Why do I care so much? I shouldn’t care. I’ve done nothing but push her away and it seems to have worked.

But fuck, it hurts.

And it shouldn’t.

I wish there was an off button for emotions when it comes to Charlotte. The dangerous emotions circulating my heart force their way into the place I don’t want those emotions to be. My hate for her is slowly dying, and it’s being replaced with love and desire. It’s ripping me apart and consuming my every waking and sleeping moment. Everything I do, doesn’t matter if I’m just waking up or working out, my mind is with her. I curse under my breath and slam my hand against my steering wheel. I’m relieved she came home alone and I should probably check on her.

Only, I don’t.

I stay in my car for the next hour and make sure everything’s alright and that she’s not leaving again tonight. For the past few nights I’ve stayed in my car outside the house to make sure she’s safe. Call me a stalker or whatever, but I need to know she’s okay.

The desire for her is turning into an obsession. I’m checking her social media pages and know her schedule pretty well. When she gets to work, I know and when she leaves, I know. It’s fucking pathetic how much effort I’m putting into her and I can’t allow myself to have her. Allowing myself to feel vulnerable isn’t easy. It’s exactly what I’m trying not to do. I’m holding her at arm’s length and watching her from afar. Never again will I have her touch me, kiss me, or show me what it’s like to feel love.

Gripping my steering wheel, I take one last look at the house and head to Carter’s. I know it’s late, but fuck, I need someone since I can’t talk to Will about his baby sister.

Parking my car at the end of the driveway I text Carter and am surprised when a text comes back.

Carter:
Hey, it’s Jane. He’s passed out with Avery . . . Come in.
Me:
K.

Making my way inside, I see Jane sitting on the stairway. She smiles and wraps her arm around my waist, guiding me into the kitchen, and making me sit down. She doesn’t say anything as she grabs two mugs and prepares two cups of tea.

Jane’s the best. I talk to her about my issues and she listens, and then tells me I’m an idiot.

Setting the mug in front of me, she stands next to me and doesn’t say a word. A few moments pass and soon I’m pouring out my heart. She listens, nods, and drinks her tea as I explain what I want, and why I can’t have it, and my realization of wanting her.

“So you want her, right? And you love her?” I nod. “I get that you’re realizing all of this, but you have to possibly accept she’s really moved on.”
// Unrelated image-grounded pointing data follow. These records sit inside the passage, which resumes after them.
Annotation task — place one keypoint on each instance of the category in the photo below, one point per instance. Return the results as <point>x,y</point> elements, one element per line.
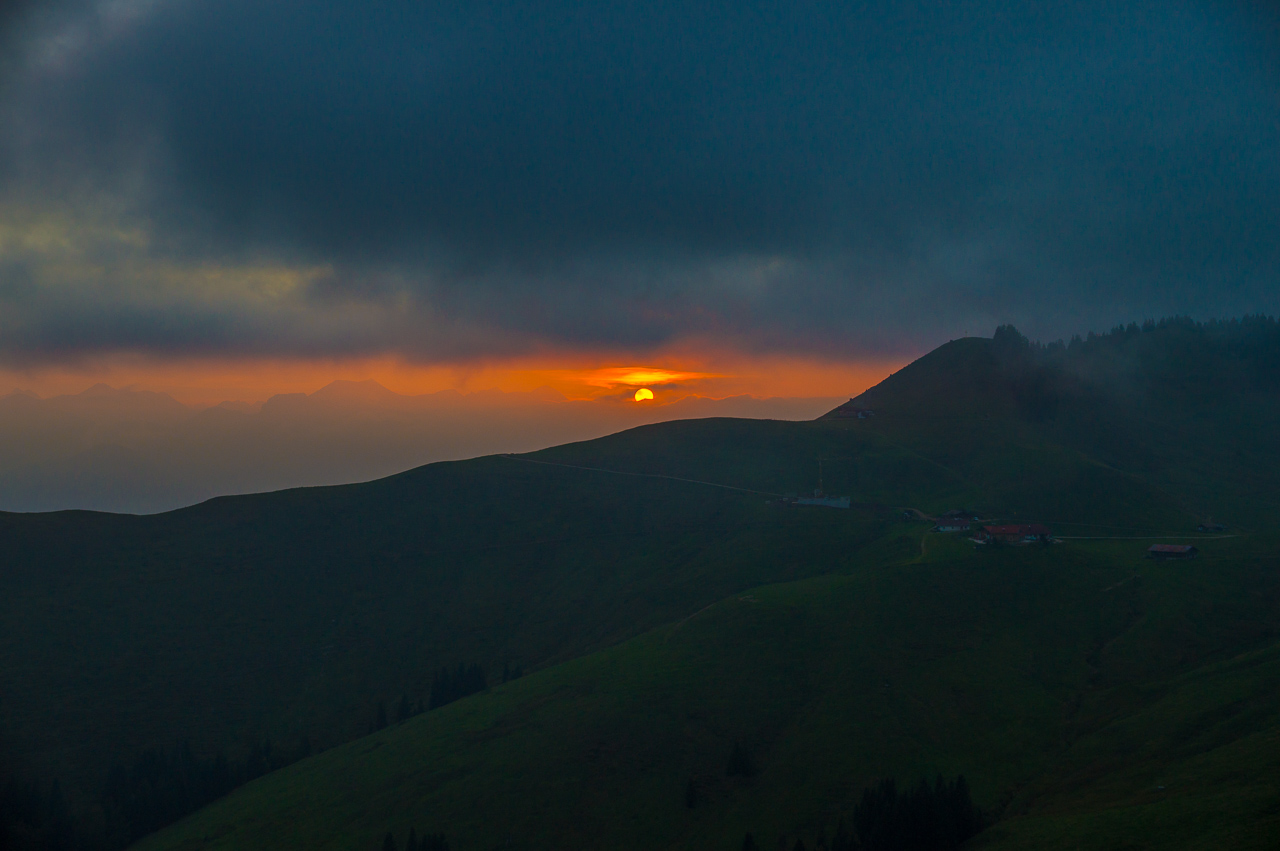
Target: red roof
<point>1034,530</point>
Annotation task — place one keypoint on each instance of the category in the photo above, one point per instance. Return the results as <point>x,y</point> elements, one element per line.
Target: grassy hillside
<point>1088,695</point>
<point>296,613</point>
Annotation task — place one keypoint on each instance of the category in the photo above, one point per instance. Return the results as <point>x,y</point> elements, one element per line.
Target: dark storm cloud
<point>822,177</point>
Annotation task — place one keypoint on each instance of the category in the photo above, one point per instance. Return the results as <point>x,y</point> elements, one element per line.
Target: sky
<point>237,198</point>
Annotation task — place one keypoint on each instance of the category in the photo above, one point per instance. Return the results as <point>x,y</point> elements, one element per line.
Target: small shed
<point>1015,534</point>
<point>952,525</point>
<point>1171,550</point>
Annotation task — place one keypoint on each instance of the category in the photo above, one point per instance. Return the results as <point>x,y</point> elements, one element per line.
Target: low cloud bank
<point>142,452</point>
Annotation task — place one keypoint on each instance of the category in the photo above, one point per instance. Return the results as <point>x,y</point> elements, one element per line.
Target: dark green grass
<point>295,613</point>
<point>1027,669</point>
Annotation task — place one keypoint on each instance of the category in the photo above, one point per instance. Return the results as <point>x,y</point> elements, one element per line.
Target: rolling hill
<point>616,570</point>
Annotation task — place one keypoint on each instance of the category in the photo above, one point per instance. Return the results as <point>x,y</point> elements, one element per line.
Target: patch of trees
<point>32,819</point>
<point>449,685</point>
<point>163,785</point>
<point>1175,355</point>
<point>429,842</point>
<point>927,817</point>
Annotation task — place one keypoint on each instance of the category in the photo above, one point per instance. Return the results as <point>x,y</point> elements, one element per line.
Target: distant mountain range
<point>675,622</point>
<point>142,452</point>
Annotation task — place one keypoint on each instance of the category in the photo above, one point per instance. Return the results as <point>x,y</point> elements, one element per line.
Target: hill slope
<point>296,613</point>
<point>1083,691</point>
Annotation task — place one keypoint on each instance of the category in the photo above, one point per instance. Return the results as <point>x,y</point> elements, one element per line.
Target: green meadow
<point>1092,698</point>
<point>664,614</point>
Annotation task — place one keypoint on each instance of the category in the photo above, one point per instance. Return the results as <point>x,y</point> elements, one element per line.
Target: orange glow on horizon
<point>209,381</point>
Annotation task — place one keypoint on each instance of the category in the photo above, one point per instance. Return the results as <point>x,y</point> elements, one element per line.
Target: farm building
<point>952,525</point>
<point>1015,534</point>
<point>849,411</point>
<point>1171,550</point>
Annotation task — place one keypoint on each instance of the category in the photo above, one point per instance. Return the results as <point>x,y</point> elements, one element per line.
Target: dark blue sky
<point>457,181</point>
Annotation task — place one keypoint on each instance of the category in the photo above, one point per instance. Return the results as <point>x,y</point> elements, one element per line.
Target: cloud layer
<point>458,181</point>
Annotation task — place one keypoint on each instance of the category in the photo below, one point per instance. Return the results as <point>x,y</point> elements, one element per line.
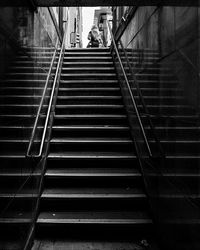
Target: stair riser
<point>89,101</point>
<point>88,84</point>
<point>158,84</point>
<point>16,132</point>
<point>75,71</point>
<point>174,121</point>
<point>161,100</point>
<point>155,77</point>
<point>86,110</point>
<point>168,110</point>
<point>88,92</point>
<point>101,64</point>
<point>95,147</point>
<point>20,121</point>
<point>57,205</point>
<point>88,59</point>
<point>89,121</point>
<point>180,148</point>
<point>93,76</point>
<point>90,163</point>
<point>25,91</point>
<point>15,110</point>
<point>87,54</point>
<point>27,76</point>
<point>93,181</point>
<point>98,231</point>
<point>158,91</point>
<point>177,134</point>
<point>89,133</point>
<point>14,147</point>
<point>24,83</point>
<point>17,204</point>
<point>23,100</point>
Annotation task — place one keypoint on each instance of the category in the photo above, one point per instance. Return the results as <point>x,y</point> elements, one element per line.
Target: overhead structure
<point>47,3</point>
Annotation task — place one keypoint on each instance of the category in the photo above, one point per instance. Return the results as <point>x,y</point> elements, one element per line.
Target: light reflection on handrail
<point>130,92</point>
<point>49,106</point>
<point>41,104</point>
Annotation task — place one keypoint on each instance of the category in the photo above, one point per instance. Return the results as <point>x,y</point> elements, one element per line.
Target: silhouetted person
<point>95,37</point>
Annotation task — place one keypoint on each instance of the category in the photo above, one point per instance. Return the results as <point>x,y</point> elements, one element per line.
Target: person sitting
<point>95,37</point>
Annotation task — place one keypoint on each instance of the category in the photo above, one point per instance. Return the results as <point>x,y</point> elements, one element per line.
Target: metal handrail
<point>41,103</point>
<point>130,92</point>
<point>50,103</point>
<point>141,98</point>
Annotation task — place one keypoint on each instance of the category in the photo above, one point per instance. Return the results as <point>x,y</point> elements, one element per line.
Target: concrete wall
<point>174,31</point>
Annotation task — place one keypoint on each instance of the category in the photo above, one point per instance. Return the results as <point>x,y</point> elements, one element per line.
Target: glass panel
<point>162,45</point>
<point>27,44</point>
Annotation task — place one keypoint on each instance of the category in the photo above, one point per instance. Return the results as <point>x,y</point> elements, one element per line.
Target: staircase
<point>177,126</point>
<point>93,189</point>
<point>20,94</point>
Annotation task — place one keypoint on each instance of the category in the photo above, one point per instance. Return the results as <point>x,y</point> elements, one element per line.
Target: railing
<point>160,152</point>
<point>172,182</point>
<point>131,94</point>
<point>31,143</point>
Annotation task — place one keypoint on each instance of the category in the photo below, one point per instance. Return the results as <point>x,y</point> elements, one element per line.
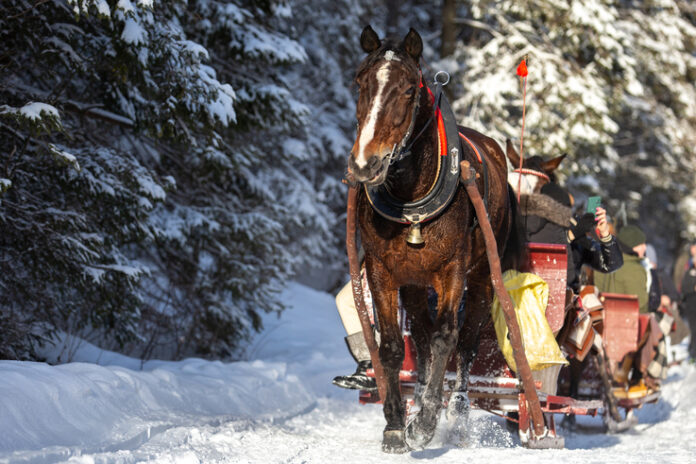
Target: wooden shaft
<point>523,369</point>
<point>356,284</point>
“I’m back and forth with her. I know I can’t be with her, and I have to let her go, but then there’s that other part of me that believes she came back for me. Every time I want to tell her how I feel, it’s blocked. The words are at the tip of my tongue and nothing comes out.”
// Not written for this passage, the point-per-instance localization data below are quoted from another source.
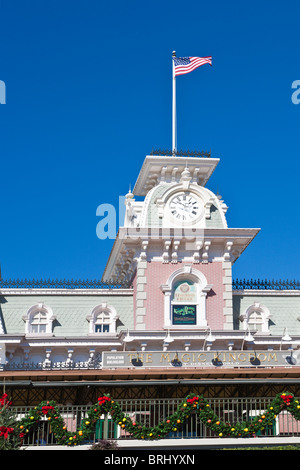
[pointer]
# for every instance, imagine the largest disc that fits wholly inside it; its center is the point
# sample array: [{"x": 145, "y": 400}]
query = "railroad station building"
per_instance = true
[{"x": 166, "y": 319}]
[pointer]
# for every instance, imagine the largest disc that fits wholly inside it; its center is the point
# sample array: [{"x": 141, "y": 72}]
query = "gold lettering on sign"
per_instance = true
[
  {"x": 183, "y": 359},
  {"x": 273, "y": 356},
  {"x": 148, "y": 357},
  {"x": 239, "y": 357},
  {"x": 165, "y": 357},
  {"x": 199, "y": 357}
]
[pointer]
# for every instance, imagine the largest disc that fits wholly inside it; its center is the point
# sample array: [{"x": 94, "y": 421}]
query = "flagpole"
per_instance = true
[{"x": 174, "y": 143}]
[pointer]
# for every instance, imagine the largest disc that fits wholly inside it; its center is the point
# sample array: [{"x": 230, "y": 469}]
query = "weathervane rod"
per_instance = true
[{"x": 174, "y": 139}]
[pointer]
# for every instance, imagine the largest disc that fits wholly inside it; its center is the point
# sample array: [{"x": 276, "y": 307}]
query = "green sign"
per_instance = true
[{"x": 184, "y": 314}]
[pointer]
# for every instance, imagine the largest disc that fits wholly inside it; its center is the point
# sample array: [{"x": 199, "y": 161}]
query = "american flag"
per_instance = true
[{"x": 188, "y": 64}]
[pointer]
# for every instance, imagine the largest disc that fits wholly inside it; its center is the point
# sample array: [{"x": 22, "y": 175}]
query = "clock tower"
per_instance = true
[{"x": 175, "y": 247}]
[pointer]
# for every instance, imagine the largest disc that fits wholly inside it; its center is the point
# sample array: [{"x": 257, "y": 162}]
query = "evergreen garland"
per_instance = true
[{"x": 191, "y": 404}]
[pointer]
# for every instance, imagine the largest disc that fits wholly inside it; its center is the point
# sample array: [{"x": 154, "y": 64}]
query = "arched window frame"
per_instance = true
[
  {"x": 202, "y": 288},
  {"x": 30, "y": 322},
  {"x": 256, "y": 307},
  {"x": 94, "y": 321}
]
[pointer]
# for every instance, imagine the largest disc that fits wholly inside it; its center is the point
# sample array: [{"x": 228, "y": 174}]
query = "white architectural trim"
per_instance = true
[
  {"x": 113, "y": 317},
  {"x": 187, "y": 272},
  {"x": 28, "y": 318},
  {"x": 262, "y": 310}
]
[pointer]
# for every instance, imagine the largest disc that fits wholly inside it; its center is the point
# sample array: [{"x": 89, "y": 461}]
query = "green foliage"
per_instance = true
[
  {"x": 191, "y": 404},
  {"x": 9, "y": 440}
]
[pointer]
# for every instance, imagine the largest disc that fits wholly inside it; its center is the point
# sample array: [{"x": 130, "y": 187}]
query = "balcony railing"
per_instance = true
[{"x": 150, "y": 412}]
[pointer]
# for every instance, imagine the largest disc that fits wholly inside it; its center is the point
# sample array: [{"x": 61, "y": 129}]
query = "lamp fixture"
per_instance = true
[
  {"x": 248, "y": 338},
  {"x": 168, "y": 338},
  {"x": 285, "y": 337},
  {"x": 209, "y": 337}
]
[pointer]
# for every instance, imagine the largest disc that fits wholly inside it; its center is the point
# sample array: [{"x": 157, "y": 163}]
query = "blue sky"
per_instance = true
[{"x": 89, "y": 94}]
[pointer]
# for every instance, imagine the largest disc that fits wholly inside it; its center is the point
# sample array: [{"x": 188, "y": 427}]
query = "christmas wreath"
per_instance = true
[{"x": 106, "y": 405}]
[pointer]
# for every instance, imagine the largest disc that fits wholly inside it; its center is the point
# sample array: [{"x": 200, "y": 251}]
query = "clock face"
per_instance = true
[{"x": 185, "y": 207}]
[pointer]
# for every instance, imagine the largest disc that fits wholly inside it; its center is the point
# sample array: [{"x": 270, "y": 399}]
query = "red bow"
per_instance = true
[
  {"x": 102, "y": 400},
  {"x": 45, "y": 409},
  {"x": 4, "y": 431}
]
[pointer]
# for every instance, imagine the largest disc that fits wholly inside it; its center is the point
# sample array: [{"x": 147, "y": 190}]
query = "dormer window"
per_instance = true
[
  {"x": 103, "y": 320},
  {"x": 39, "y": 320},
  {"x": 256, "y": 318}
]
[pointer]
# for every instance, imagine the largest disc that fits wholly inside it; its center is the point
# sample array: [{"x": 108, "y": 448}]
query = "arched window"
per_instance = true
[
  {"x": 103, "y": 319},
  {"x": 185, "y": 298},
  {"x": 39, "y": 320},
  {"x": 256, "y": 318},
  {"x": 184, "y": 302}
]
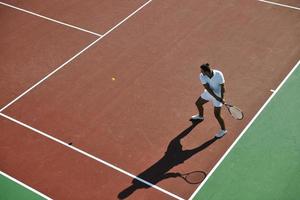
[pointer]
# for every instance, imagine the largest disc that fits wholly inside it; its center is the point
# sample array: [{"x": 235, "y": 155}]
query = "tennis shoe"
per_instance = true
[
  {"x": 221, "y": 133},
  {"x": 197, "y": 117}
]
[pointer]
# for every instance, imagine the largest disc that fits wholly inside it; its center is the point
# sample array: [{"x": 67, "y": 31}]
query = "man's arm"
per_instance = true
[{"x": 209, "y": 90}]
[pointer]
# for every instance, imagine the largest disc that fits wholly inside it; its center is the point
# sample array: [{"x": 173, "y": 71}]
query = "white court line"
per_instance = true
[
  {"x": 78, "y": 54},
  {"x": 279, "y": 4},
  {"x": 47, "y": 18},
  {"x": 244, "y": 131},
  {"x": 90, "y": 156},
  {"x": 24, "y": 185}
]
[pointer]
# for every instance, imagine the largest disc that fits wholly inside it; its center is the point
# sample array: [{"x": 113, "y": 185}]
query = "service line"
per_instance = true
[
  {"x": 50, "y": 19},
  {"x": 71, "y": 59}
]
“You’re going to have to do a lot more than just talk. I know you’ve been pining for her all these years, Troy. But you also had the chance to talk to her. I love you, babe, but you’re kinda at fault as well.”

I sit there and stare into my cup of tea. It doesn’t matter how I feel or what she feels. There are too many obstacles standing in our way. I’m going to have to figure out how to let her go completely and make her move on.
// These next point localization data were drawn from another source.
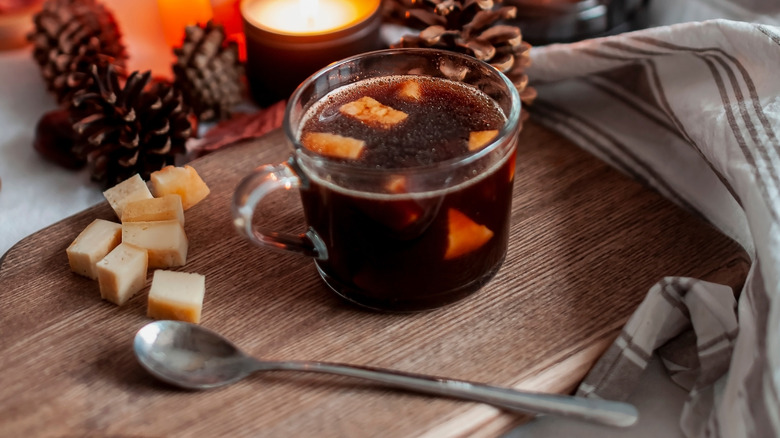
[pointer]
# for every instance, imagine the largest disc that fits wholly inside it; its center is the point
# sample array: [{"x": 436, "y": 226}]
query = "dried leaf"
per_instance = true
[{"x": 240, "y": 127}]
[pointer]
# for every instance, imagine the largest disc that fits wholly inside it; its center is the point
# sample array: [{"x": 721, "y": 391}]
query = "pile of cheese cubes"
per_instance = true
[{"x": 151, "y": 236}]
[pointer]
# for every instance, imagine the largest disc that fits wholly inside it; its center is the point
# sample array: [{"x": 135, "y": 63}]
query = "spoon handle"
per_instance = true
[{"x": 606, "y": 412}]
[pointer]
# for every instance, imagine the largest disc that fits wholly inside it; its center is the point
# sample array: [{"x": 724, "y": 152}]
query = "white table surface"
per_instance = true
[{"x": 35, "y": 194}]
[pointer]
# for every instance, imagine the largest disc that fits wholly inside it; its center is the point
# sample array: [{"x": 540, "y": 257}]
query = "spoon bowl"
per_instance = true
[
  {"x": 193, "y": 357},
  {"x": 189, "y": 356}
]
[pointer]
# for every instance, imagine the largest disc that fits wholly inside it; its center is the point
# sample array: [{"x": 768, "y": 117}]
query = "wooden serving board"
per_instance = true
[{"x": 586, "y": 244}]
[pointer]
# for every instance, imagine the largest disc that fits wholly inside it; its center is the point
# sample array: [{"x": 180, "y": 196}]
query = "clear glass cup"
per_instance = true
[{"x": 359, "y": 234}]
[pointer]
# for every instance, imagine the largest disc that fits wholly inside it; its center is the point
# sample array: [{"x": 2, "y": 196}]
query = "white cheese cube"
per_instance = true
[
  {"x": 165, "y": 241},
  {"x": 183, "y": 181},
  {"x": 155, "y": 209},
  {"x": 129, "y": 190},
  {"x": 91, "y": 245},
  {"x": 122, "y": 273},
  {"x": 176, "y": 295}
]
“Can I be just friends with her?”

“I think that you can, Troy. You love her so much and you want to be there for her, so be there for her. You can still love her and still be a great friend. True love sometimes takes a few chances before it can settle. Four years ago it wasn’t your time and maybe now isn’t either. Love is funny; it’s going to take you for a spin and make you believe there shouldn’t be any obstacles. It’s not true. The couples that go through the hard storms always make it out holding hands. Just give it time.”

Finishing my cup of tea, I kiss Jane on her cheek and leave to head home. I drive down the street to my empty house, and then set the keys down and walk upstairs. Jane’s words play in my head and she’s right. There hasn’t been the right time for us and maybe that’s because of me, or her, or possibly both of us. Either way, I’ll be her best friend and hope she’ll come to me whenever she needs someone because I need her in any way I can truly have her and that’s as a friend. For now.